Em consequência destes acontecimentos, Salazar remodelou o Governo, chamando para as pastas do Ultramar e dos Estrangeiros, Adriano Moreira e Franco Nogueira, e dando início à guerra do Ultramar como resposta ...
Só muito mais tarde, compreendi que o ano de 1961 - o ano em que entrara na escola primária -fora um ano determinante quanto ao futuro de Portugal e das suas colónias - as províncias ultramarinas - merónimas da gloriosa pátria portuguesa.
E também muito mais tarde, Pepetela (em A Geração da Utopia) ajudou-me a compreender que as mulheres de Lisboa, em 1961, vestiam de negro, com um lenço negro na cabeça. Não se sabia se vinham dum enterro ou do campo.
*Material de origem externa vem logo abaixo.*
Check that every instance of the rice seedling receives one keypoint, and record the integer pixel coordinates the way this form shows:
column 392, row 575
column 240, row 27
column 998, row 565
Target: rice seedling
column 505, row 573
Se traziam luto por familiares mortos em Angola, com o levantamento do Norte...
Em 1961, quando o luto (o negro) se abate sobre Portugal, Jean Luc Godard realiza o seu primeiro filme a cores - Une Femme est une Femme. E hoje, ao vê-lo, percebi melhor os motivos do atraso em que nos encontramos. E talvez tenha, também, percebido a razão da desmemória que me afecta: o filme produzido em 1961, só foi visto em Portugal em 1975 - a diversidade chegara...
Mas será que ainda vamos a tempo de realizar o filme: Portugal é Portugal? Mesmo que seja um Portugal tão gracioso e ingénuo como a Ângela Recamier!
PS: Este filme não deve ser confundido com o do realizador Scolari!